# Plant(s) ID Help



## fishy656 (Mar 2, 2009)

Hello, I'm a beginner to plants, I recently bought a complete aquarium set up that came with driftwood that has plants attached to them. It looks like possibly 2 different plants attached to the driftwood. Here are the pictures, sorry about the quality. Any advice on how to look after them? Thank you


----------



## brion0 (Dec 24, 2008)

Think its anubius. Two types.


----------



## fishy656 (Mar 2, 2009)

thank you, can anyone tell me what type of anubius I have here? I can take closer pics if needed.

Thx again


----------



## davemonkey (Mar 29, 2008)

I think it's _Anubias barteri _var. _nana_. 
http://www.aquaticplantcentral.com/...details.php?id=24&category=genus&spec=Anubias

The smaller leaves are younger growth. Then again, the larger leaves could be 'nana', while the smaller are 'petite'. Can you tell us where you got the wood/plants from (fish store or another hobbiest) ? Still, I think it is all 'nana'.

-Dave


----------



## fishy656 (Mar 2, 2009)

I got the plants from a private sale. I was looking for a bigger tank and these came with it. I breed African Cichlids with no live plants whatsoever, just rocks , 12 tanks running right now. I noticed a little bit of decaying and some holes on the leaves on these plants. I know they had snails in the tank as well as clown loaches. I figure the snails might have snacked on them a bit. From what I have read these are a low-med light plant and most cichlids do not eat them. So i may try out my green thumb and see what happens. I live in Edmonton, Alberta, Canada.

Allan


----------



## davemonkey (Mar 29, 2008)

Allan, you better be careful. This is the first step to a planted tank addiction!! 

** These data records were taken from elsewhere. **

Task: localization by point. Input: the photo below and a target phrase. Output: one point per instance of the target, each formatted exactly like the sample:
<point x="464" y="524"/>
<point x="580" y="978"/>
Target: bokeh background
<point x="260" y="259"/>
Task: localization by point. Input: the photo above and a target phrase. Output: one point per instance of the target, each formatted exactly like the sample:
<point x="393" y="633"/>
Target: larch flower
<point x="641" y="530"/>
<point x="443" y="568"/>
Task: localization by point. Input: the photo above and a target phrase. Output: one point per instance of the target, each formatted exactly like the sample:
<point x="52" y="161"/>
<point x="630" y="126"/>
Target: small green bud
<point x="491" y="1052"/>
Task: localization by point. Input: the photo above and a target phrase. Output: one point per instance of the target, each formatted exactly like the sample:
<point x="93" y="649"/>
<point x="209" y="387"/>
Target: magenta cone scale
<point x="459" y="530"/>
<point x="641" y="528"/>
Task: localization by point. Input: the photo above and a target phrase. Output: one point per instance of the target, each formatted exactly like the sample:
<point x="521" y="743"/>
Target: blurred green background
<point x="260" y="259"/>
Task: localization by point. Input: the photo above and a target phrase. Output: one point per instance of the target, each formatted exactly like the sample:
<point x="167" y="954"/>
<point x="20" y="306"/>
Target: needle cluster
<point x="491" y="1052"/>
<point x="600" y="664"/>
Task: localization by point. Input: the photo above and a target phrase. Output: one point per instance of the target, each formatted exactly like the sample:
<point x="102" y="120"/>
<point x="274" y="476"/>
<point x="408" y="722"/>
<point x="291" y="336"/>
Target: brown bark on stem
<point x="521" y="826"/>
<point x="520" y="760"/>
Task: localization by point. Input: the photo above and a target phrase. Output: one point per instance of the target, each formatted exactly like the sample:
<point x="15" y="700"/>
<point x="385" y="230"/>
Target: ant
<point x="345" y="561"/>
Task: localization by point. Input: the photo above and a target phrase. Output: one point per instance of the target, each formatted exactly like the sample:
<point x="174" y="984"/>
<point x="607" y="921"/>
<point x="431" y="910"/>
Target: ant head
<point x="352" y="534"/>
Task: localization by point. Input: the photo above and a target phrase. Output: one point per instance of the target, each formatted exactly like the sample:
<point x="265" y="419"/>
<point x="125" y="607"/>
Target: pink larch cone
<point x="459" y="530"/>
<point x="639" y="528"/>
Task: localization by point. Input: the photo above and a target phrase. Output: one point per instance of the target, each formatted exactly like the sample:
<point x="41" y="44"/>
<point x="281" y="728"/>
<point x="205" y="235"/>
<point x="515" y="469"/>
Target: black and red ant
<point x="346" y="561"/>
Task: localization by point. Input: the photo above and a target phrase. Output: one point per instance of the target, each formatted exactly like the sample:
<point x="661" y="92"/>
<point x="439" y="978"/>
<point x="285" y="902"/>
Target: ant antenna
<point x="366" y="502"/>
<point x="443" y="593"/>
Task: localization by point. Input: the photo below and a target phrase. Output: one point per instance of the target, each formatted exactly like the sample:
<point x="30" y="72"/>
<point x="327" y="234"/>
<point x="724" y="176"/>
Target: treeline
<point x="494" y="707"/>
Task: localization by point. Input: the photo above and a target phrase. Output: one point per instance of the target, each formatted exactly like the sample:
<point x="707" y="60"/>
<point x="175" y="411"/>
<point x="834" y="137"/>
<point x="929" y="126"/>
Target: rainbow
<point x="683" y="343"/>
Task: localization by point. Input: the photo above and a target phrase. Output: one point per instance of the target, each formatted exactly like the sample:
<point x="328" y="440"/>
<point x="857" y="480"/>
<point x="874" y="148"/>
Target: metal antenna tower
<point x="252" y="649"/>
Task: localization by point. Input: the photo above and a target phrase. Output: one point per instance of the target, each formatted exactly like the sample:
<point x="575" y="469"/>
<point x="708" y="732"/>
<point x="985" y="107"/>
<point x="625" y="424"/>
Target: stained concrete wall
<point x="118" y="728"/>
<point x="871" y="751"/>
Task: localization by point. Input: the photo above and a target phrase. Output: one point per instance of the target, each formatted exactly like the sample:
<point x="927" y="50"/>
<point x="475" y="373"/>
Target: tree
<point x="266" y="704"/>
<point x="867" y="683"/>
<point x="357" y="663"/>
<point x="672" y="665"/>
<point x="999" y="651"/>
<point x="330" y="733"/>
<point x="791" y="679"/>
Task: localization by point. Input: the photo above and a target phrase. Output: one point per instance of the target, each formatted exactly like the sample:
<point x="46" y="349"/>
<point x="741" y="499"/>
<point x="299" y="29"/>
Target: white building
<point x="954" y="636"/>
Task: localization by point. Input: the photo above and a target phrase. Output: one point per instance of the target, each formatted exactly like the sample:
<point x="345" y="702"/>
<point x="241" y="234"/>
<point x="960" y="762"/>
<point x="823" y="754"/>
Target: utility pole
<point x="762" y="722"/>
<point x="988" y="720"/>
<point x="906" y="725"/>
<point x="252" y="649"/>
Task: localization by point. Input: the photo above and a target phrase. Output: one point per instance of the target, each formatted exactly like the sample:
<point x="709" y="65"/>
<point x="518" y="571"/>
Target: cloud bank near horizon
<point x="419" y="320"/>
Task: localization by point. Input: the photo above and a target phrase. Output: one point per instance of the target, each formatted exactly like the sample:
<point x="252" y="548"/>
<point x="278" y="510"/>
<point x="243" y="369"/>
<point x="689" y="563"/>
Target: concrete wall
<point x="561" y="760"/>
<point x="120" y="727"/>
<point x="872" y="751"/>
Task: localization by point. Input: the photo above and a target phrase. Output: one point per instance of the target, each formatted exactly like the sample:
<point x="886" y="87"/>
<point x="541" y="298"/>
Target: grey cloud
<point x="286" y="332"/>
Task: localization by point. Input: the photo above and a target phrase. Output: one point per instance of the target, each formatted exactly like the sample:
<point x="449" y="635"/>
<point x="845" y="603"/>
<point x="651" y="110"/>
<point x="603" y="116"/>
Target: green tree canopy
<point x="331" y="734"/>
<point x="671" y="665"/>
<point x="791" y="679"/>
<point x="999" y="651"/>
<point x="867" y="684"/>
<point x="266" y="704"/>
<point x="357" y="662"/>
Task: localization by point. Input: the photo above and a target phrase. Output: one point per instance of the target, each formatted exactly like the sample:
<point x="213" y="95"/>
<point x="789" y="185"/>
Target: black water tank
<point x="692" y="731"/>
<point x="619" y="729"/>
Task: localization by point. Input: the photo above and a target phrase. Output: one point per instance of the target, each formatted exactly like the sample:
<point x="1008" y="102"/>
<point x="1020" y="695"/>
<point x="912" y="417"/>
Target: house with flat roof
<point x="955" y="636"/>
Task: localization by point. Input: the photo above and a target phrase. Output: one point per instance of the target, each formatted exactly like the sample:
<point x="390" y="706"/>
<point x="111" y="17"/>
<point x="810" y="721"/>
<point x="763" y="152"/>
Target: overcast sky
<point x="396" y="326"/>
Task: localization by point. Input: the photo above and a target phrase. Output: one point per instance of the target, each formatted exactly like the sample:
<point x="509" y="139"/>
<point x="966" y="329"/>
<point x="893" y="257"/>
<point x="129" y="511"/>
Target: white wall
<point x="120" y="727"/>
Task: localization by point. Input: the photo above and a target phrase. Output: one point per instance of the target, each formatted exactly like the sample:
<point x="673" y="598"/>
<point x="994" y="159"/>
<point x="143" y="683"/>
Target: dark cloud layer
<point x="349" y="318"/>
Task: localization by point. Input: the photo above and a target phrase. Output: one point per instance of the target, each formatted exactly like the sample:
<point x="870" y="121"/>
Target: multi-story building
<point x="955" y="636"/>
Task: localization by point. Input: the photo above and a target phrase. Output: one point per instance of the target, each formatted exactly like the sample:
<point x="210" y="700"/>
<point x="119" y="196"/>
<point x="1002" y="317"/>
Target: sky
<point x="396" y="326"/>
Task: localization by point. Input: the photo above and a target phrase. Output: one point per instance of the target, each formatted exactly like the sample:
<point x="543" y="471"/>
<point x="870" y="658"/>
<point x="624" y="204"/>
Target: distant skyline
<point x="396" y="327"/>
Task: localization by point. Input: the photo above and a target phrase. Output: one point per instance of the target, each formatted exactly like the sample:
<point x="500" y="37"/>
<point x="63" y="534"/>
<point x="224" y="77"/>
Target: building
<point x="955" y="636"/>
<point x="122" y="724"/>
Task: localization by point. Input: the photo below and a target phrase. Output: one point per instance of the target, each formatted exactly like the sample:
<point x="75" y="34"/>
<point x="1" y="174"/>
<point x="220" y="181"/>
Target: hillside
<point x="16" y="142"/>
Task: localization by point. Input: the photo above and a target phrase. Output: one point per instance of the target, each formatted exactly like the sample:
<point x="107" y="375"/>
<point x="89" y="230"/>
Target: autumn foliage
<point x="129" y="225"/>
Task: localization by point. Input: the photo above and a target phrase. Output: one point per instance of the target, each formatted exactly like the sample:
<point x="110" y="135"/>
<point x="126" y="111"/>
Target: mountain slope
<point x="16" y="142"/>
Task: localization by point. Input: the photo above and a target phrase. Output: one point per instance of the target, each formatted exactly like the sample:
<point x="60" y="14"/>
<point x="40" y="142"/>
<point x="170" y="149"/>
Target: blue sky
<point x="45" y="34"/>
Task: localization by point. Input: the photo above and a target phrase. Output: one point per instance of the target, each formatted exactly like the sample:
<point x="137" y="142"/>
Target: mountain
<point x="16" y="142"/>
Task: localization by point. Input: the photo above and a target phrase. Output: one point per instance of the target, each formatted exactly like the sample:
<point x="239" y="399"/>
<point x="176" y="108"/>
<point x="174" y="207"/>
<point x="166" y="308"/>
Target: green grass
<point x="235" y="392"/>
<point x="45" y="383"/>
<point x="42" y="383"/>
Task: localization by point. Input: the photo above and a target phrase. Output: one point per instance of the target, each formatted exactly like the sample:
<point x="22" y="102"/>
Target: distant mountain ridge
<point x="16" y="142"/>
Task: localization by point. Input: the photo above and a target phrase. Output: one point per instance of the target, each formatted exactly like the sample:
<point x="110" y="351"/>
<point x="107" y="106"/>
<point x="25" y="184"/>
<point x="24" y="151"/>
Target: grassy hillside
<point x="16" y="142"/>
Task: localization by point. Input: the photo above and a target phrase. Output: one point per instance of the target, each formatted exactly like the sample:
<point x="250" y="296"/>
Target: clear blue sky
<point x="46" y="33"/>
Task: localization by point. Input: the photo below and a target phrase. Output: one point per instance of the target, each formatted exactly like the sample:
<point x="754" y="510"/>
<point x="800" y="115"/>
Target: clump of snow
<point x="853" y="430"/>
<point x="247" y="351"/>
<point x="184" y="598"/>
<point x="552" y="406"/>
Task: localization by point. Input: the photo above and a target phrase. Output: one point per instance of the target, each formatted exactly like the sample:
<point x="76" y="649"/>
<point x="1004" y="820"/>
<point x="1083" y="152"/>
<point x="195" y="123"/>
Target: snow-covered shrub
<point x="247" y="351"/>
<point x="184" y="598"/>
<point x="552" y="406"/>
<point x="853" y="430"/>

Anubias are, indeed, able to survive in low-light tanks. You won't need much in the way of fertilizer with low-light, your fish may provide what they need to live. (Not saying you'll see lota of growth or dark/lush colors, but they'll live. )

If you decide you like them, check out the PlantFinder for some more low-light plants that can handle your cichlids (like Java Fern) .

-Dave


----------



## fishy656 (Mar 2, 2009)

yes I could easily fall to the plant addiction too........lol


----------